1 - Une diminution de vos revenus plus importante que prévue
L’un des principaux risques à anticiper dans le cadre d’une retraite progressive est une diminution de vos revenus plus importante que prévue. Il est en effet important d’avoir en tête que, souvent, la fraction de pension de retraite versée ne compense pas la totalité de la diminution de revenu liée à un passage à temps partiel.
Selon votre niveau de rémunération, vos primes ou encore le montant de votre future pension de retraite, la perte de revenus peut être plus importante que vous ne l'imaginez.
Avant toute demande, il est recommandé de réaliser une simulation afin d'évaluer précisément votre éventuel revenu mensuel.
2 - Une pension provisoire bloquée pendant une année
Le montant de la pension de retraite progressive qui vous est versée reste constant pendant un an, et ce, même si vous diminuez encore votre temps de travail. Cette réduction ne sera pas prise en compte immédiatement dans le calcul de votre pension de retraite, mais seulement à partir du premier jour du mois suivant la fin de la période d'un an.
3 - Le risque de ne pas valider vos trimestres retraite
Comme tout passage à temps partiel, la réduction de votre temps de travail dans le cadre d’une retraite progressive peut avoir un impact important sur votre future retraite. En effet, pour valider un trimestre au régime de retraite de base en 2026, il faut avoir perçu 150 fois le montant horaire brut du SMIC (12,02 € / h en 2026), équivalent à 1 803 € brut mensuel. Si votre temps partiel ne vous permet pas d’atteindre ce montant, vous ne validerez pas vos 4 trimestres annuels pour votre retraite.
Au-delà de la durée d'assurance, un autre impact concerne le calcul de votre retraite de base. Le salaire annuel moyen étant calculé sur les 25 meilleures années de votre carrière, si vos années à temps partiel figurent parmi celles-ci, elles peuvent abaisser la moyenne de vos revenus annuels et donc réduire le montant final de votre pension du régime de base. Cette diminution du salaire de référence s'ajoute à la perte immédiate de revenus liée au passage à temps partiel.
4 – Une diminution de vos droits à la retraite complémentaire
En exerçant une activité professionnelle à temps partiel, vous cotisez moins. Et cette diminution des cotisations peut avoir pour conséquence une acquisition moins importante de points auprès de votre régime de retraite complémentaire, par exemple l’Agirc-Arrco pour les salariés du secteur du privé.
Ainsi, même si vos droits à la retraite de base continuent d'évoluer, il est important d’évaluer également l'impact sur votre retraite complémentaire.
5 – Les heures complémentaires limitées
La limitation des heures complémentaires est également l’un des éléments à prendre à compte.
Les heures complémentaires correspondent au temps de travail effectué par un salarié à temps partiel au-delà de la durée fixée par son contrat.
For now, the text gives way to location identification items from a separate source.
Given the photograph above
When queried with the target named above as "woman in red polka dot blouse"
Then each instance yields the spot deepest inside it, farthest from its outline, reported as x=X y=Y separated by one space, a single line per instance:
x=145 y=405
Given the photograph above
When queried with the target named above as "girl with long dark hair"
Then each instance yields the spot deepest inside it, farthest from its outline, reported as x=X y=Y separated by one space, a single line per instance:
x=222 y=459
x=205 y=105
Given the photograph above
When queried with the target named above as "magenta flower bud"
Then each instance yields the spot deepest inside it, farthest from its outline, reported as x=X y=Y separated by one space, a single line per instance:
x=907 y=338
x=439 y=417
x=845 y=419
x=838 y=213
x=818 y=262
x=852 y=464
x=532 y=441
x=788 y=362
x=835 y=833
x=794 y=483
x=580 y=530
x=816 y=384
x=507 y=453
Les heures supplémentaires elles, correspondent aux heures travaillées au-delà de la durée légale hebdomadaire (35 heures ou une durée assimilée).
Dans le cas de la retraite progressive, le nombre d'heures complémentaires autorisées est limité à 10 % du temps de travail. Par exemple, si votre contrat prévoit 20 heures hebdomadaires, vous ne pourrez pas travailler plus de deux heures par semaine en sus. Votre convention collective peut toutefois porter cette limite jusqu'à un tiers de votre durée de travail contractuelle.
Si vous souhaitez augmenter temporairement votre activité pour améliorer vos revenus, cette limitation peut donc devenir contraignante.
6 – La surcotisation dépend de votre employeur
Dans le cadre d’une retraite progressive, il est parfois possible, sous certaines conditions, de continuer à cotiser comme si vous travailliez à temps plein. Une surcotisation qui permet de préserver davantage vos droits à la retraite mais qui n’est, toutefois, pas automatique.
Elle nécessite en effet un accord écrit de votre employeur, qui reste libre d'accepter ou non cette demande.
7 – Le passage à temps partiel peut être refusé
Si votre employeur considère que votre passage à temps partiel est incompatible avec les besoins de l’entreprise, il a la possibilité de vous le refuser, même dans le cadre du dispositif de retraite progressive. Il est conseillé d’échanger en amont avec son employeur afin d’anticiper l’organisation de sa fin de carrière.